No Plano, há ainda a materialização de um outro embate, que é do âmbito geográfico: Pela

primeira vez, os Preços Mínimos e as regras das Aquisições e Empréstimos do Governo Federal (AGF e EGF) para as culturas regionais e das regiões Norte e Nordeste foram anunciados junto com o Plano de Safra para o Centro-Sul, permitindo ao produtor mais tempo para a tomada de decisões (p.4). Esse enunciado, a partir de sua constituição, nos permite construir sentidos ligados ao tempo em que os anúncios de todas essas medidas era feito. E a justificativa apresentada para tal decisão é de que Essa medida do governo Lula

atende a uma antiga reivindicação de agricultores, pecuaristas e de entidades de classe do setor agropecuário (p.4). Há, nas palavras que constituem esse anúncio, um encontro de vozes diversas: a) as vozes do Ministério da Agricultura, Pecuária e Abastecimento, posto que esse é um documento oficial anual do Ministério; b) as vozes do Ministro – Roberto Rodrigues –, que assina o documento; c) as vozes do partido do Ministro, posto que este é um membro de uma organização política que trabalha segundo seus princípios e interesses; d) as vozes do Governo Federal, que, no texto, vêm expressas pelos termos Governo Lula; e) as vozes das regiões Norte, Nordeste e Centro-Sul; e f) as vozes de agricultores, pecuaristas e entidades de classe do setor agropecuário. Todas essas vozes constituem esse enunciado e vão emprenhando de sentidos as palavras que são assinadas por um só sujeito – neste caso, o Ministro. As vozes constituintes desse encontro constituem também os discursos circulantes nesse documento, discursos esses que, assim como todas as formas de interação verbal, acham-se muito estreitamente vinculados

às condições de uma situação social dada e reagem de maneira muito sensível a todas as flutuações da atmosfera social. Assim é que no seio desta psicologia do corpo social materializada na palavra acumulam-se mudanças e deslocamentos quase imperceptíveis que, mais tarde, encontram sua expressão nas produções ideológicas acabadas (BAKHTIN/VOLOCHÍNOV, 2009a, p.43).

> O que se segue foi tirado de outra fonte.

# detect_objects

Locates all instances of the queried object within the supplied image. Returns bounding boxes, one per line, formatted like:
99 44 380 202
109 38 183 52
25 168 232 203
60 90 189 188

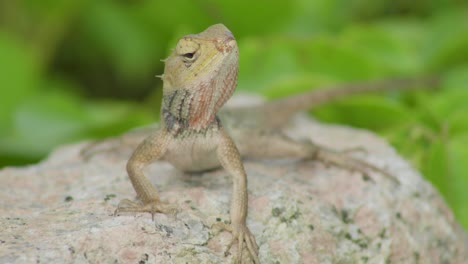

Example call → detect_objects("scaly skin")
116 24 260 263
110 24 437 263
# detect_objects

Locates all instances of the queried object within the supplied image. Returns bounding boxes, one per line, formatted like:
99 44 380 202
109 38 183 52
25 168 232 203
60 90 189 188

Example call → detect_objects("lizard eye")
182 52 197 63
181 52 198 65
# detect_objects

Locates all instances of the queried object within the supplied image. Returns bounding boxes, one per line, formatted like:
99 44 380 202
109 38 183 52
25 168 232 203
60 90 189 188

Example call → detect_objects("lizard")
98 24 435 263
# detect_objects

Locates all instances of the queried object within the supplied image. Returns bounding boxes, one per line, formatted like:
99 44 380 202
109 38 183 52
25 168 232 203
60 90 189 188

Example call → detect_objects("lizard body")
116 24 438 263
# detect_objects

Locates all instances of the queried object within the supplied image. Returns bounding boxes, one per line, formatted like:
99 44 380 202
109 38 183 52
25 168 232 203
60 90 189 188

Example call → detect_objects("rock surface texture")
0 104 468 263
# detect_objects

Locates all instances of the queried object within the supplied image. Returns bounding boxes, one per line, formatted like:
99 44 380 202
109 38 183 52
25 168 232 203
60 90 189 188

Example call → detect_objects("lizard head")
162 24 239 130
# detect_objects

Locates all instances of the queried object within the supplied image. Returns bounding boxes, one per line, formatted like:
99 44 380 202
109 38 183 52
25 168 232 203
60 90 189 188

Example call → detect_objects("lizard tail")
251 77 440 127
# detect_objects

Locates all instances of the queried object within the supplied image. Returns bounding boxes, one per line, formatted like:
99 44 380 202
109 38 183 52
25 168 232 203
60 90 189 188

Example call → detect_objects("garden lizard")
110 24 438 263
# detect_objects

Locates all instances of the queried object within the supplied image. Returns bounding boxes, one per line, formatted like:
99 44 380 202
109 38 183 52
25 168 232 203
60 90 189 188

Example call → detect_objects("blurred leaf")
0 31 40 136
0 78 153 162
340 21 424 76
204 0 295 37
314 96 414 130
444 133 468 228
422 9 468 71
81 1 162 80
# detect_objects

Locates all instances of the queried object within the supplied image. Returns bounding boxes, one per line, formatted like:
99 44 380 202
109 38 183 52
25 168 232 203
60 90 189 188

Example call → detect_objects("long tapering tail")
232 77 440 127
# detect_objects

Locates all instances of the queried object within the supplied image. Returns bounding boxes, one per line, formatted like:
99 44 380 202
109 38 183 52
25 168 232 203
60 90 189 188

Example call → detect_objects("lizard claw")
114 199 178 221
216 223 260 264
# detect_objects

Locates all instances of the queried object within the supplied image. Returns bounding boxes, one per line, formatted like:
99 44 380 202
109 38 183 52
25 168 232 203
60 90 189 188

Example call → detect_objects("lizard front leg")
217 130 260 263
114 130 176 220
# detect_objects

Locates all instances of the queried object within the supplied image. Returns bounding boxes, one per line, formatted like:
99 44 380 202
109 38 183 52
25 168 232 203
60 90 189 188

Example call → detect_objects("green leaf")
421 9 468 71
80 1 163 80
0 31 40 136
314 95 415 130
441 133 468 228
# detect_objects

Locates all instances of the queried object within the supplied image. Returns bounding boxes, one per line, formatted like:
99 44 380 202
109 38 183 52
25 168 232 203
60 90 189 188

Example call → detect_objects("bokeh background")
0 0 468 229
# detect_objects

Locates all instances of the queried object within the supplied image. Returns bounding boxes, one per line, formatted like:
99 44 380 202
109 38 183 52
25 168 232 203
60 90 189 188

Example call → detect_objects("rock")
0 106 468 263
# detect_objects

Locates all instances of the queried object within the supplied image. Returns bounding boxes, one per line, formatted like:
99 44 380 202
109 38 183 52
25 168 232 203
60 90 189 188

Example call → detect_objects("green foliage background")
0 0 468 228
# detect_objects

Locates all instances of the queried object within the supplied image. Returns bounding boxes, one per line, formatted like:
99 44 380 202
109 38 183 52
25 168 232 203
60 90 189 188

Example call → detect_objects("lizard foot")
315 146 400 184
114 199 177 221
215 223 260 264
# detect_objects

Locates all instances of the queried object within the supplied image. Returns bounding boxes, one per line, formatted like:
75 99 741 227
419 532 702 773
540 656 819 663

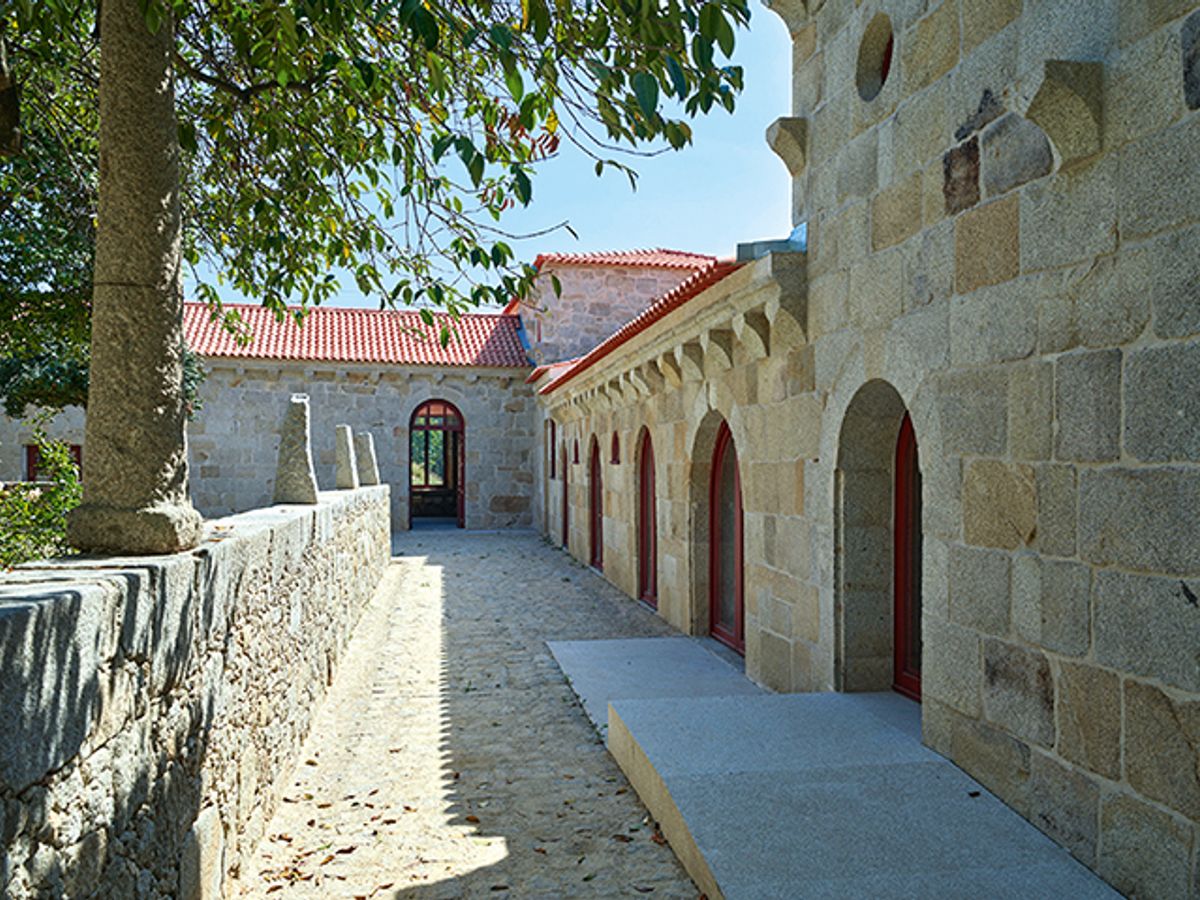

Dessa forma, esse encontro não é somente um encontro de todas essas vozes porque elas aparecem ali expressas nas palavras as quais podemos auscultar pelo estudo dos contextos de produção desse documento; esse encontro reflete e refrata movimentos, que vão reorganizando socialmente a base material, num jogo contínuo, dinâmico, vivo.

No entanto, mesmo não sendo um discurso de uma única voz, as hegemonias não se quebram, não se rompem integralmente. O mesmo discurso que declara a aposta no agronegócio, expressa já na abertura do documento, desponta novamente em seu fechamento: Todas essas

medidas de apoio efetivo aos produtores demonstram que o Governo Lula prioriza o agronegócio (p.4). E essa afirmação é interpenetrada pela confiança na capacidade de gerar

emprego no campo e na cidade, de multiplicar renda e de interiorizar o desenvolvimento em proveito de parcelas menos favorecidas da população (p.4). Mesmo que o agronegócio seja ainda uma aposta desse Governo, assim como o que vem expresso nos Planos anteriormente analisados, as parcelas menos favorecidas da população começam ao menos a serem citadas num texto de apresentação de um documento oficial desse Ministério.